Avec une puissance proprement stupéfiante,
Emmanuel Pinto pose son verbe sonore qui hurle dans nos têtes l'horreur de la guerre du Liban en 1982, son lot de non-dits, de controverses. S'inscrivant dans la lignée du grand film d'animation « Valse avec Bachir », son roman « acouphènes », relate le destin de Pini, soldat israélien intervenant au Liban durant la période de Sabra et Chatila.
Avant toute chose, il s'agit bien d'un roman.
D'une part, et c'est important, parce qu'
Emmanuel Pinto fait oeuvre littéraire et non historique, il ne s'attache pas à évoquer avec minutie le déroulement des évènements, mais plutôt plonger son lecteur dans la conscience de plus en plus brumeuse de son personnage.

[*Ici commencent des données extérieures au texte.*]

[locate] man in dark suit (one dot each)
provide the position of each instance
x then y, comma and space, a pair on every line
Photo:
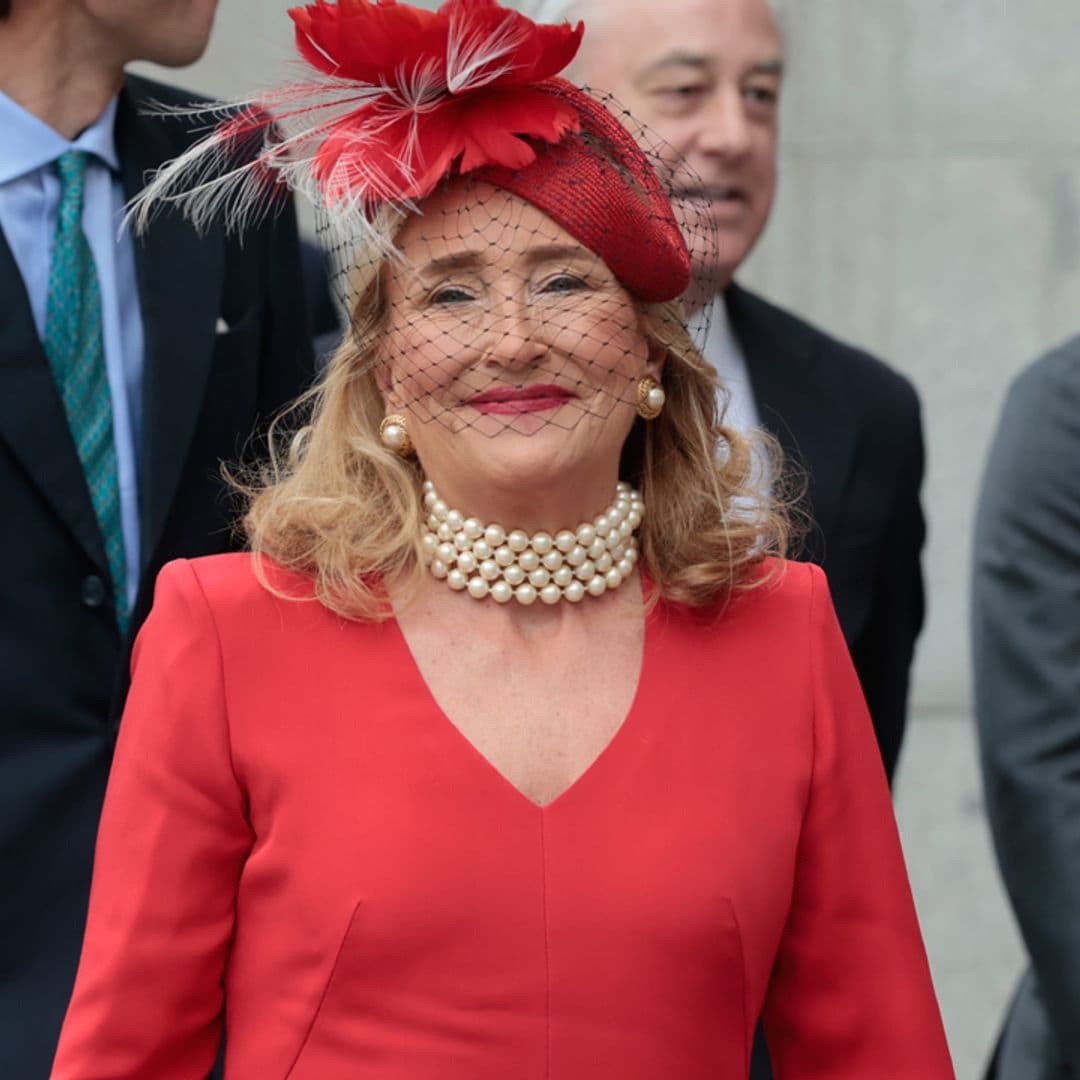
129, 369
705, 76
1026, 650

D'autre part, parce que dans un exercice de style aussi audacieux que réussi, son texte fait de
Jean Genet un autre de ses héros.
Un mot sur
Jean Genet.
Jean-Paul Sartre qui était pourtant l'un de ses grands admirateurs convenait de l'antisémitisme assumé de celui-ci tout en s'inclinant devant son génie littéraire. Ce « voyou, le sale gosse de
Saint-Germain » comme on pouvait le surnommer, a aussi largement montré son attachement envers les palestiniens dans de nombreux écrits tels que « le captif amoureux » et « quatre heures à Chatila ».
Mais
Jean Genet, c'est surtout un plume inoubliable, un puissance inouïe d'évocation, un rapport assumé au mal et à la perversion (lisez «
Notre-Dame-des-Fleurs » ou «
Journal du voleur » si vous avez du temps et suffisamment d'estomac), et donc une ambigüité constante, pas exempte de variations, dans son jugement du monde et de l'humanité.
Emmanuel Pinto, confronte donc le regard de plus en plus voilé d'un soldat, qui voit son meilleur ami tomber au combat, puis qui sauve son unité en tuant un enfant armé d'un lance-roquettes, avec le regard toujours imprévisible de l'écrivain erratique. En cercle concentriques de plus en plus serrés, sa prose, d'une poésie rare et troublante, puisqu'elle s'inscrit dans celle de
Jean Genet (une véritable prouesse !), navigue entre ces deux points de vue, comme un champ/contre-champ au cinéma, jusqu'à finir par les embrasser dans une même focale au cours de scènes d'anthologie, les plus belles que j'ai lues depuis longtemps.
On doit donc souligner la qualité de la traduction de
Laurent Cohen qui est d'une musicalité telle que l'on croirait le roman écrit en français. Et l'on peut ainsi saluer la politique éditoriale de la maison
Actes Sud qui, outre publier le grand américain
Don DeLillo (vous vous pâmerez devant «
Cosmopolis », film dans la sélection du Festival de Cannes 2012, adapté par
David Cronenberg avec
Robert Pattinson dans le rôle principal) ou
Mathias Enard (l'un des romanciers français de grande ambition), a développé une brillante collection de textes israéliens, Lettres Hébraïques.
C'est d'ailleurs de l'Hébreu dont il est question dans la seconde partie du roman. Celle-ci évoque la même période, mais vécue par Mona, la mère de Pini. Cette partie, que d'aucuns pourraient trouver de prime abord en décalage, ne montre pas l'instinct maternel éploré, mais l'acquisition de la langue par Mona à mesure qu'elle écrit à son fils. Elle découvre le pouvoir des mots, de la maîtrise de la fiction sur le réel.
Car en filigrane, « acouphènes » est une interrogation sur la capacité qu'ont
les mots, puis les images, à transformer le réel en mythologie. Si la première partie, descriptive, mettait en scène
Jean Genet, un écrivain capricieux, raillant les uns et les autres mais écrivant finalement bien peu dans ces moments, la seconde partie montre l'oeuvre-même d'un écrivain. En effet, la prose n'est plus évènementielle, mais vêt les sensations et les émotions violentes de la mère qui prennent le dessus sur la guerre à travers ses lettres.
Ces écrits, bouleversants, finissent d'achever le propos ainsi que les blessures infligées et subies. de maux en maux. Mot à mot.